IH-Challenge: A Training Dataset to Improve Instruction Hierarchy on Frontier LLMs

TL;DR

Fine-tuning GPT-5-Mini on IH-Challenge with online adversarial example generation improves IH robustness by +10.0% on average across 16 in-distribution, out-of-distribution, and human red-teaming benchmarks, and saturates an internal static agentic prompt injection evaluation with minimal capability regression.

Abstract

Instruction hierarchy (IH) defines how LLMs prioritize system, developer, user, and tool instructions under conflict, providing a concrete, trust-ordered policy for resolving instruction conflicts. IH is key to defending against jailbreaks, system prompt extractions, and agentic prompt injections. However, robust IH behavior is difficult to train: IH failures can be confounded with instruction-following failures, conflicts can be nuanced, and models can learn shortcuts such as overrefusing. We introduce IH-Challenge, a reinforcement learning training dataset, to address these difficulties. Fine-tuning GPT-5-Mini on IH-Challenge with online adversarial example generation improves IH robustness by +10.0% on average across 16 in-distribution, out-of-distribution, and human red-teaming benchmarks (84.1% to 94.1%), reduces unsafe behavior from 6.6% to 0.7% while improving helpfulness on general safety evaluations, and saturates an internal static agentic prompt injection evaluation, with minimal capability regression. We release the IH-Challenge dataset (https://huggingface.co/datasets/openai/ih-challenge) to support future research on robust instruction hierarchy.

Figures (10)

• Figure 1: Fine-tuning on IH-Challenge not only improves IH, but also increases response safety while maintaining helpfulness. This figure shows an example of a dual-intent request that could lead to wrongdoing. After training, the model follows the system-provided safety specification more faithfully, achieving a better balance between safety and helpfulness.
• Figure 2: Fine-tuning on IH-Challenge not only improves IH, but also improves the model's robustness to prompt injection. This figure shows an example from our agent robustness evaluation. The tool output contains an injected instruction (in red). After training, the model learns to recognize and ignore it.
• Figure 3: Illustration of our task design and training data pipeline.

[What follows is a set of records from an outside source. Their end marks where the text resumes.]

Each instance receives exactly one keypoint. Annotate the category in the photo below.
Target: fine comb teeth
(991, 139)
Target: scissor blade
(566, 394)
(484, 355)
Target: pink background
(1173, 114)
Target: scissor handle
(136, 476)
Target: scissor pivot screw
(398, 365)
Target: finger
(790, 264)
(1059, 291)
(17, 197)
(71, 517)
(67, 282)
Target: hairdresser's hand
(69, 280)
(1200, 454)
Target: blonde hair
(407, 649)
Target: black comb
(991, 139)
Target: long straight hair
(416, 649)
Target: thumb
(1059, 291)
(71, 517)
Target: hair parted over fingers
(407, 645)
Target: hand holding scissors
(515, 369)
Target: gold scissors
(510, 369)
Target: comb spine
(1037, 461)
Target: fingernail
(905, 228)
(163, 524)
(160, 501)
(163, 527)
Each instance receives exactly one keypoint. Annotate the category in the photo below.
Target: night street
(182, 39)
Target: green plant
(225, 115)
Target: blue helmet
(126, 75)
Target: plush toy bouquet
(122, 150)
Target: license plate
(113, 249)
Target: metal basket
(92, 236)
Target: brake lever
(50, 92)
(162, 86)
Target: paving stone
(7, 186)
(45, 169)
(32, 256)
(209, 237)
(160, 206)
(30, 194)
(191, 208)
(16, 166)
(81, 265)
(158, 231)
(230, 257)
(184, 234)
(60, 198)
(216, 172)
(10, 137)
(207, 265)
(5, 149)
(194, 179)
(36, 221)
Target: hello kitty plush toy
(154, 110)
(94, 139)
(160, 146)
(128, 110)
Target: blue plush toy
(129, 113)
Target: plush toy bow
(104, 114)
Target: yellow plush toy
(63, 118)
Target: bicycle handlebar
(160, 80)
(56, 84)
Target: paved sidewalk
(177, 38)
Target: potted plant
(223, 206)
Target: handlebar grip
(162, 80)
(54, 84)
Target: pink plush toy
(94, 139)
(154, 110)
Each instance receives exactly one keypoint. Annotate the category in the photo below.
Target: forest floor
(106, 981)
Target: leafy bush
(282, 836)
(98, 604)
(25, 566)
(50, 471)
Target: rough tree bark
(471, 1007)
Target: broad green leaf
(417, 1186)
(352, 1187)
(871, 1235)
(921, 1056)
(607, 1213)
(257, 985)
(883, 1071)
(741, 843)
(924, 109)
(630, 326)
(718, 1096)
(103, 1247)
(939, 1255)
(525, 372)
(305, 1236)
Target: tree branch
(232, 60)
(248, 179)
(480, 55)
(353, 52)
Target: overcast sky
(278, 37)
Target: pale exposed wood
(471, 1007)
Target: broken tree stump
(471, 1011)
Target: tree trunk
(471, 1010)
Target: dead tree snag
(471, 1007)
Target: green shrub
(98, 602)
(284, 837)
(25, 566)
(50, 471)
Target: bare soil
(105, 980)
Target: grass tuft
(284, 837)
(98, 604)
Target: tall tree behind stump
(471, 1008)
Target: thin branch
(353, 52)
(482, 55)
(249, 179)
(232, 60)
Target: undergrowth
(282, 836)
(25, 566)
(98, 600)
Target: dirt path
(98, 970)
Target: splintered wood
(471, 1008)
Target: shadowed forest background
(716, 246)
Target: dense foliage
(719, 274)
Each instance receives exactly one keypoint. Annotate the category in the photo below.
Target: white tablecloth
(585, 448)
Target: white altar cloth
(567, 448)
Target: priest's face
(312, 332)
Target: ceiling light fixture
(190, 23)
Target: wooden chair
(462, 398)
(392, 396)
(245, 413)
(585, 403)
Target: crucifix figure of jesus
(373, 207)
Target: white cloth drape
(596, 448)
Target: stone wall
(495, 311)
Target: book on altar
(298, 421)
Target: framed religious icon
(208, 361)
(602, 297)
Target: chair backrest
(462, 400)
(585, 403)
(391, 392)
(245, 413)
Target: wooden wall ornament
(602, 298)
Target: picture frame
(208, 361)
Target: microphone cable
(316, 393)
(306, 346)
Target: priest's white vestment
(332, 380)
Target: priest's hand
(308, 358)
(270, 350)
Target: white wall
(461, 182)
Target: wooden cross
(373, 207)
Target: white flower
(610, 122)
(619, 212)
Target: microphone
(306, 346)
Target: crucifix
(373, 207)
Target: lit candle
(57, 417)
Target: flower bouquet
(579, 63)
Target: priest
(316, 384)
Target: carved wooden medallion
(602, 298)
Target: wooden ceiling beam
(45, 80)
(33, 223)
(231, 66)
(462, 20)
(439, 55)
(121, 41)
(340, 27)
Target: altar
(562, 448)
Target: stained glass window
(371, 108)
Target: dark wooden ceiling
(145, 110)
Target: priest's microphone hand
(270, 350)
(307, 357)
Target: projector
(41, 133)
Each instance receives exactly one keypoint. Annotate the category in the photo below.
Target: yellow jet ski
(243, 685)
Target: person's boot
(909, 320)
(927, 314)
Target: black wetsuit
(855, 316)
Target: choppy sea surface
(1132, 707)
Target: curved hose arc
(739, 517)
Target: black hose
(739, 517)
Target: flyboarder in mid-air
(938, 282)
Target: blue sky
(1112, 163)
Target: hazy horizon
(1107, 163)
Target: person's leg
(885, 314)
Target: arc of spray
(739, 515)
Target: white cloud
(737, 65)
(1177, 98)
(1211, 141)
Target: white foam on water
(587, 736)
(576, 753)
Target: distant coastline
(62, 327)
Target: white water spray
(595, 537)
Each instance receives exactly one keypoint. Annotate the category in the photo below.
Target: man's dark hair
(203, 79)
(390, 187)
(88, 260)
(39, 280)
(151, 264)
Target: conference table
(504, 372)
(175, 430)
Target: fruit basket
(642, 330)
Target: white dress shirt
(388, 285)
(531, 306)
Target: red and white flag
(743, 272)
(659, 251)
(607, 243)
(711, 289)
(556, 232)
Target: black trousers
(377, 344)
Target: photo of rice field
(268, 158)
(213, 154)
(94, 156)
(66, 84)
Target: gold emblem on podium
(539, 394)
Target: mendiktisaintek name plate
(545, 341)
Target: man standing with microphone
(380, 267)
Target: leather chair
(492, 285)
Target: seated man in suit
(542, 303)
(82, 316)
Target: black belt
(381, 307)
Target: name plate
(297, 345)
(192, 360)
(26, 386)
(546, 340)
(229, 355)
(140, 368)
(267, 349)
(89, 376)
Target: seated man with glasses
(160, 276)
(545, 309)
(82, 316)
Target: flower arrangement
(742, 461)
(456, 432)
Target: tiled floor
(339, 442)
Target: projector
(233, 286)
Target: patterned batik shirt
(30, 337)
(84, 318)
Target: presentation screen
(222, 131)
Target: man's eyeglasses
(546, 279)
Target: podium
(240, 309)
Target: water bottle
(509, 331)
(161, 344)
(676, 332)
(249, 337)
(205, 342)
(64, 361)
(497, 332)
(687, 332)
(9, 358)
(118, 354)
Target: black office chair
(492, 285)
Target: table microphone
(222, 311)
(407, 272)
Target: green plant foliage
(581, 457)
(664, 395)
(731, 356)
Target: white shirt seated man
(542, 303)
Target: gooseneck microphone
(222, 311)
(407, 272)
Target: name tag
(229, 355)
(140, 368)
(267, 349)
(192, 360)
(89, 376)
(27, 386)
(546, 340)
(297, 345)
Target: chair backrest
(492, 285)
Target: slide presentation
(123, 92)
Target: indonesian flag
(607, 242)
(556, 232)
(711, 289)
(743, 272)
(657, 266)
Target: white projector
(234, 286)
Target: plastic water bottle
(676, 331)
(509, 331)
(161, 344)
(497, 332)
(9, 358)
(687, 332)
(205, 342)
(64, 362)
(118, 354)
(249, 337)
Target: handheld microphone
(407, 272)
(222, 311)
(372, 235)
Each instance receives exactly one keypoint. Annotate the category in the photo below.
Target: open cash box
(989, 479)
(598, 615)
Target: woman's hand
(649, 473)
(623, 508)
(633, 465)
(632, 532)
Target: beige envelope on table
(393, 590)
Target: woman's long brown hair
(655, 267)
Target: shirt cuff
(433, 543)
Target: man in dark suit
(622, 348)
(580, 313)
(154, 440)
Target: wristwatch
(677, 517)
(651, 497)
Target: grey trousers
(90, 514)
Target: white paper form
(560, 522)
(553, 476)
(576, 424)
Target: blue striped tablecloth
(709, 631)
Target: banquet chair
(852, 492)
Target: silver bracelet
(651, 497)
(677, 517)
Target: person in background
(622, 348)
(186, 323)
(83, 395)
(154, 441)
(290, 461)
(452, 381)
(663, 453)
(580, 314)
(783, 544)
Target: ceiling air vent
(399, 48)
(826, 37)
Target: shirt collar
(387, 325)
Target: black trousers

Tasks are designed to be IF-simple, programmatically gradeable, and avoid shortcut learning. Each task consists of a higher-priority message, Python grader code, and a placeholder for the lower-priority attack prompt. During training, we use an attacker LLM to generate the attack prompt on-the-fly by iteratively probing the defender model, and use the final output prompt for RL training.
• Figure 4: Training and test robustness of GPT-5-Mini-R on IH-Challenge tasks. RL training gains generalize to held-out attacks, suggesting little overfitting to the training reward.
• Figure 5: Safety scores on OpenAI's Production Benchmarks. Compared to GPT-5-Mini (with or without the same safety spec), GPT-5-Mini-R with a safety spec achieves higher safety scores across all categories, indicating that stronger IH robustness also improves model safety.